Детские (Ларбо) - страница 70

Вначале мы подумали, что поэт где-то ошибся, что он не особо владеет ремеслом, поскольку все рифмы в первой строфе были женские. Но дальше мы поняли, что женскими были все строфы, что он писал так специально, и тогда мы подумали, что так даже лучше. Трижды перечитав маленькую поэму, мы выучили ее наизусть и много дней кряду тихонько читали для себя вслух. Она была настолько прекрасна, что ни одно из стихотворений «Избранной поэзии» не шло с ней в сравнение. Текст был лучше того, что писали Виктор де Лапрад, Жозеф Отран, Бризе и Шантавуан[17]. Но позже, когда мы уже вернулись в коллеж, нас охватили сомнения. Разве не были эти женские рифмы изъяном, идущим против правил просодии? Не страдало ли от него все сочинение? Вероятно, из-за него поэма не попадет в «Избранную поэзию», изъян превращает поэму в какого-то монстра, прекрасного, но чуждого настоящей литературе. Кроме того, мы сочли, что все остальное в этом запрещенном журнале просто прескверно! По-видимому, автор был не очень усидчивым молодым человеком, рано скончавшимся из-за безалаберного образа жизни и сочинившим лишь эту поэму, не ведая, что она собой представляет на самом деле. Вероятно, сонет Арвера[18] во многом ее превосходит. Вероятно, Виктор де Лапрад и Жозеф Отран были поэтами более значительными, серьезными, раз им отводится столько страниц в «Избранной поэзии» рядом с бесспорными классиками, и наша любовь к не соответствующей правилам негожей поэме ошибочна. У нас дурной вкус, дурные мысли и чувства. Мы недостаточно любим наших замечательных родителей, которые готовы в любую минуту пожертвовать ради нас собой; каждый раз, когда нам говорят, что нам должны нравиться какой-нибудь человек или какой-нибудь предмет, в душе поднимается чувство протеста; и довершает нашу испорченность это восхищение скверными авторами.

Мы позабыли имя, значившееся под стихотворными строчками в приложении «Жиль Бласа» (перед тем как вернуться домой, мы по собственной воле оставили все журналы под люксембургской скамьей). Но стихи не забыли. Они начинались так:

Серенады, разговоры
Под поющими ветвями…[19]

Мысли об этой поэме и то, что мы твердили ее вполголоса в нашей комнате, толкали нас лишь к дурному – мы отложили на потом сочинение по французскому и принялись мечтать о стихосложении.
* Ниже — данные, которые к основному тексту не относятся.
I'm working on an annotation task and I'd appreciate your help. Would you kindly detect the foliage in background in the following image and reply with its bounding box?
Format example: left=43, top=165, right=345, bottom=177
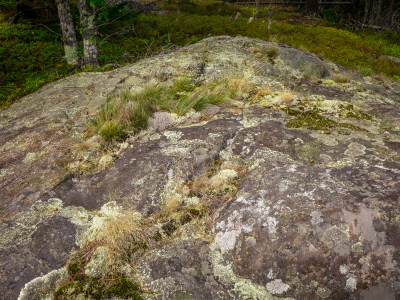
left=0, top=1, right=400, bottom=106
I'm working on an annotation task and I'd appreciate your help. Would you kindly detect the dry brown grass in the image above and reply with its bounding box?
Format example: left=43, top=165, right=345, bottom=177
left=227, top=76, right=255, bottom=98
left=331, top=73, right=350, bottom=83
left=371, top=74, right=387, bottom=82
left=86, top=202, right=146, bottom=266
left=163, top=195, right=182, bottom=214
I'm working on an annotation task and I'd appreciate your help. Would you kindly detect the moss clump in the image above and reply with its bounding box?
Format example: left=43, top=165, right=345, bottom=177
left=68, top=262, right=82, bottom=276
left=104, top=277, right=144, bottom=300
left=283, top=106, right=365, bottom=133
left=207, top=159, right=222, bottom=178
left=54, top=260, right=147, bottom=300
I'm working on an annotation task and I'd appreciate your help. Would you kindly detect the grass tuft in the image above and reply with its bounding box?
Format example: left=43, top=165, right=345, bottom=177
left=331, top=74, right=350, bottom=83
left=281, top=90, right=294, bottom=102
left=92, top=78, right=227, bottom=142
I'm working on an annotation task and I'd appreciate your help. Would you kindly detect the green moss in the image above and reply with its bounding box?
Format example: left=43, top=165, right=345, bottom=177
left=68, top=262, right=82, bottom=276
left=54, top=258, right=142, bottom=300
left=104, top=277, right=144, bottom=300
left=283, top=105, right=366, bottom=134
left=207, top=159, right=222, bottom=178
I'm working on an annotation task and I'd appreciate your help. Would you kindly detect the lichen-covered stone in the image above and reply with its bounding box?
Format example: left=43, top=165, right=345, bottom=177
left=0, top=37, right=400, bottom=300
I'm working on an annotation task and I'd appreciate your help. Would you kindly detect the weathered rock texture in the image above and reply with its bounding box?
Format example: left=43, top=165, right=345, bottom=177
left=0, top=37, right=400, bottom=299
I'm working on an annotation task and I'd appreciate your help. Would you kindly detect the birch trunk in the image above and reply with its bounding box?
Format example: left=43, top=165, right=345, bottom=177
left=375, top=0, right=382, bottom=25
left=56, top=0, right=78, bottom=66
left=254, top=0, right=260, bottom=20
left=76, top=0, right=99, bottom=67
left=386, top=0, right=394, bottom=26
left=363, top=0, right=371, bottom=24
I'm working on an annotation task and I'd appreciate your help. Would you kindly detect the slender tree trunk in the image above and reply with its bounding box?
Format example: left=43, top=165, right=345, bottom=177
left=363, top=0, right=371, bottom=24
left=386, top=0, right=394, bottom=26
left=76, top=0, right=99, bottom=67
left=304, top=0, right=319, bottom=16
left=254, top=0, right=260, bottom=20
left=352, top=0, right=360, bottom=19
left=56, top=0, right=78, bottom=66
left=268, top=5, right=272, bottom=36
left=375, top=0, right=382, bottom=25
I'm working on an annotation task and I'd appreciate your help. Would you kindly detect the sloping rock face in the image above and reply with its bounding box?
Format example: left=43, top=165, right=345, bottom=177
left=0, top=37, right=400, bottom=299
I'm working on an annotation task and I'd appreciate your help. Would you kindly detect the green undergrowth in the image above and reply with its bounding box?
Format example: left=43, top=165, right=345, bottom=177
left=54, top=261, right=144, bottom=300
left=0, top=1, right=400, bottom=106
left=282, top=100, right=373, bottom=134
left=54, top=160, right=247, bottom=300
left=93, top=78, right=226, bottom=142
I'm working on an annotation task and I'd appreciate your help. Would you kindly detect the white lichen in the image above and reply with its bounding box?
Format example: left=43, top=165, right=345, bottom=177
left=339, top=265, right=349, bottom=275
left=346, top=277, right=357, bottom=292
left=22, top=152, right=36, bottom=164
left=266, top=279, right=290, bottom=295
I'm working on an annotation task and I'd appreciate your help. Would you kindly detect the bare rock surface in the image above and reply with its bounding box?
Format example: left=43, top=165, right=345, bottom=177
left=0, top=37, right=400, bottom=300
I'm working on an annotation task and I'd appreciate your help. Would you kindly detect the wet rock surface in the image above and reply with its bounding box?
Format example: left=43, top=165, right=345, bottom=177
left=0, top=37, right=400, bottom=299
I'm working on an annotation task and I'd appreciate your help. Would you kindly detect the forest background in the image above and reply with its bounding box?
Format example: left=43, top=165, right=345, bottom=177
left=0, top=0, right=400, bottom=108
Нас тревожили воспоминания о Ля-Бурбуле, нам хотелось их выразить, сохранить на долгое время. Ночное празднество в парке не желало, чтобы его красота, его пыл исчезли, развеялись и нам на долю выпала миссия продлить это торжество на множество ночей вперед. Венецианские фонари освещали ручьи до часа ночи. Как красиво они смотрелись среди листвы! Особенно те, что одиноко висели вдали возле тропинок и в гуще зарослей. Они стремительно истрачивали свои беспокойные блистательные жизни… Ими восхищались, за них опасались. Порою какой-нибудь из них – тот, что сиял милее всех, влек к себе пуще прочих и из-за редкого оттенка был средь венецианских фонарей тем, чем было имя Соланж средь остальных девичьих имен, – внезапно вспыхивал! И видно было, как в черном пламени исчезают воланы платья ослепительной танцовщицы. Мы сами были как эти праздничные светильники: радость и боль множества Любовей нас изнуряли. По центральной аллее спускалась музыка; на террасе Казино на ветру трепетали огни павильона. Быть может, от такой любви, оттого, что она так жестока и так любима, Соланж вскоре умрет…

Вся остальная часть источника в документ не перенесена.